»Gesindel!«

Wer war hier Gesindel? Er oder die da drinnen? Den Michl, seinen Jüngsten, hatte doch der Gendarm von hier herausgeholt, erzählte der Stanis. »Gesindel!«

In dunkler Nacht stand der Wastl vor dem großen Haus und hob drohend den Stock. »Gesindel!« wiederholte er leise und ingrimmig mit den Zähnen knirschend. »Gesindel!« Der da drinnen ... der Fremde ... der hatte kein Recht, ihn das zu heißen. Wußte nichts von ihm ... wußte nicht, daß er im Zuchthaus gesessen hatte ... wußte nicht, daß die Vef ...

Und wieder dachte der Wastl den Gedanken nicht zu Ende.
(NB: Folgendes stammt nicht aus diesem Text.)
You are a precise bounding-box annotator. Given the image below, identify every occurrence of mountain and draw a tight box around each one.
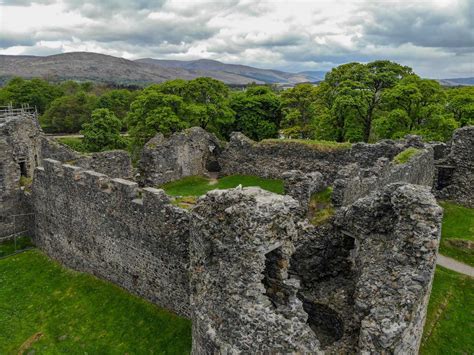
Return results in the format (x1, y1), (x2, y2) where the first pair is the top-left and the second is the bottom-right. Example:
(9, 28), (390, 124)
(438, 77), (474, 86)
(136, 58), (325, 84)
(0, 52), (322, 85)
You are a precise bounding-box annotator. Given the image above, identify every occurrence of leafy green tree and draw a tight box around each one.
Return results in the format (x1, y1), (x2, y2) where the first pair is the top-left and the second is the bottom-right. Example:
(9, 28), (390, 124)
(127, 89), (189, 149)
(40, 91), (97, 133)
(281, 84), (317, 138)
(230, 86), (281, 140)
(97, 89), (135, 122)
(322, 60), (413, 142)
(446, 86), (474, 126)
(0, 78), (63, 114)
(183, 78), (235, 136)
(81, 108), (125, 152)
(374, 74), (458, 140)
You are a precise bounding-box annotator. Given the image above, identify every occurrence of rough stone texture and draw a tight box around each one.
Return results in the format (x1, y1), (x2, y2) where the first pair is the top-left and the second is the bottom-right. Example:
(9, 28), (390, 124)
(139, 127), (222, 186)
(335, 184), (442, 354)
(289, 184), (442, 354)
(190, 188), (319, 354)
(33, 159), (190, 316)
(282, 170), (326, 211)
(434, 126), (474, 207)
(332, 147), (435, 206)
(0, 112), (41, 237)
(41, 137), (134, 179)
(219, 132), (428, 184)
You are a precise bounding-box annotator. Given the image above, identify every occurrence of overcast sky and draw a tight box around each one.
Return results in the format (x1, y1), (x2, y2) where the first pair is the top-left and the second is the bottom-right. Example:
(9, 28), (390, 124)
(0, 0), (474, 78)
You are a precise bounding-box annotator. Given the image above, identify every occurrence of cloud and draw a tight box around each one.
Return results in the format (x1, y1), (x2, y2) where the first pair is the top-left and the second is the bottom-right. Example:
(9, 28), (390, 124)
(0, 0), (474, 77)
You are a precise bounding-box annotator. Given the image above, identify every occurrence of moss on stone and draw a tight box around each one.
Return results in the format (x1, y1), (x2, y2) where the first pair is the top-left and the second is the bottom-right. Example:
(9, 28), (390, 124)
(393, 147), (422, 164)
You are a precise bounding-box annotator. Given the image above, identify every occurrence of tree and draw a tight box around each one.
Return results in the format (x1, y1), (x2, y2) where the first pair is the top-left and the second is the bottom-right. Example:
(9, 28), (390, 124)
(281, 84), (317, 138)
(81, 108), (125, 152)
(40, 91), (97, 133)
(0, 78), (63, 114)
(230, 86), (281, 140)
(446, 86), (474, 126)
(127, 89), (189, 150)
(183, 78), (235, 136)
(97, 89), (135, 122)
(374, 74), (458, 140)
(322, 60), (413, 142)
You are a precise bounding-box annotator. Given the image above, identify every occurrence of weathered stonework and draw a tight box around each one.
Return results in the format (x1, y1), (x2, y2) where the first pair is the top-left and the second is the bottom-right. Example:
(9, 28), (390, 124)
(0, 111), (41, 237)
(41, 137), (134, 179)
(219, 132), (420, 184)
(434, 126), (474, 208)
(139, 127), (222, 186)
(33, 159), (190, 316)
(332, 147), (435, 206)
(190, 188), (319, 354)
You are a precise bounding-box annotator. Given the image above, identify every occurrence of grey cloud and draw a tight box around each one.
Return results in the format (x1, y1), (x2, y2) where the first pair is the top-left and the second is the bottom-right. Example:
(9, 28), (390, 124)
(360, 0), (474, 51)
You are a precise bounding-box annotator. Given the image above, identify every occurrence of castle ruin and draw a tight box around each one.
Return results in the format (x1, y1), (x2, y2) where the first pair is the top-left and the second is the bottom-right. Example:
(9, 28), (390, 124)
(0, 112), (474, 354)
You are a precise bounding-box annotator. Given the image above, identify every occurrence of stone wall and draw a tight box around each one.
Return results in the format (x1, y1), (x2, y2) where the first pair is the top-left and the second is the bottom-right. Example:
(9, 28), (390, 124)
(219, 133), (422, 184)
(33, 159), (190, 316)
(41, 137), (134, 179)
(332, 147), (435, 206)
(289, 184), (442, 354)
(139, 127), (222, 186)
(434, 126), (474, 208)
(0, 112), (41, 237)
(190, 188), (319, 354)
»Gesindel!« hatte der fremde Mann gesagt. »Gesindel!« Er kam nicht los von dem Wort und wiederholte es immer und immer wieder.

Langsam und scheu umschlich der Wastl in dunkler Nacht den großen Bau. Halb betrunken und halb wirbelig im Kopf. Denn nun mußte er wieder zu denken anfangen, der Wastl. Wie ein Mühlrad drehten sich die Gedanken in seinem Kopf.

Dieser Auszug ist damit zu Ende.